Gen Z has fallen out of touch with Black Friday marketing that fails to demonstrate a company’s sustainable practices, despite being the nation’s biggest consumers.
The latest from student marketing platform Student Beans, the research suggests conscious and ethical brand communications have the most impact on younger generations.
Despite this, Gen Z spends more than any other generation during the Black Friday weekend. This year the average 18-to-24-year-old spent £298, compared to £251 by their parents, and just £206 by their grandparents. Fashion, beauty, and health topped the most in-demand sales categories.
But the marketing tactics that win over young people has changed. Almost two-thirds (63%) of Gen Z consumers have been put off by traditional marketing and instead prefer with brands who have a ‘greener’ image.

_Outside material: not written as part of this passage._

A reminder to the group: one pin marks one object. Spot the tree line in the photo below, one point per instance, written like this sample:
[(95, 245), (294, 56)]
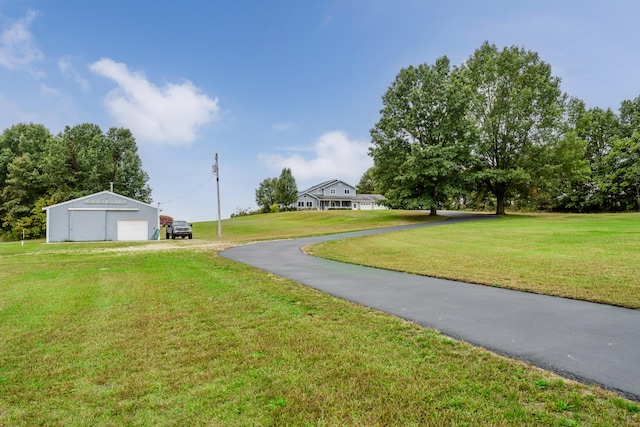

Young shoppers are twice as likely to purchase from brands that advertise sustainable incentives for purchases, such as charitable donations or offsetting climate impact.
Student Beans also found that Gen Z shoppers who purchase discounted items from brands or independent stores that ‘give back’ through incentives during Black Friday increased consumer satisfaction by 41%.
This year, 9 out of 10 Gen Z Brits hope to donate to charitable or sustainable causes when shopping for sales.
Brands such as Harvey Nichols, Vestiaire Collective and Tommy Hilfiger are already taking strides to tackle waste and emissions to help combat climate change, driven by its community of shoppers passionate about making conscious, sustainable purchasing decisions.
Siobhan McGarvey, chief marketing officer at Student Beans, said: “Our research shows that consumer demand for Black Friday remains highly popular, particularly amongst Gen Z shoppers. For brands to win over young customers during peak sale seasons, they must consider what other incentives must be available alongside sale discounts.”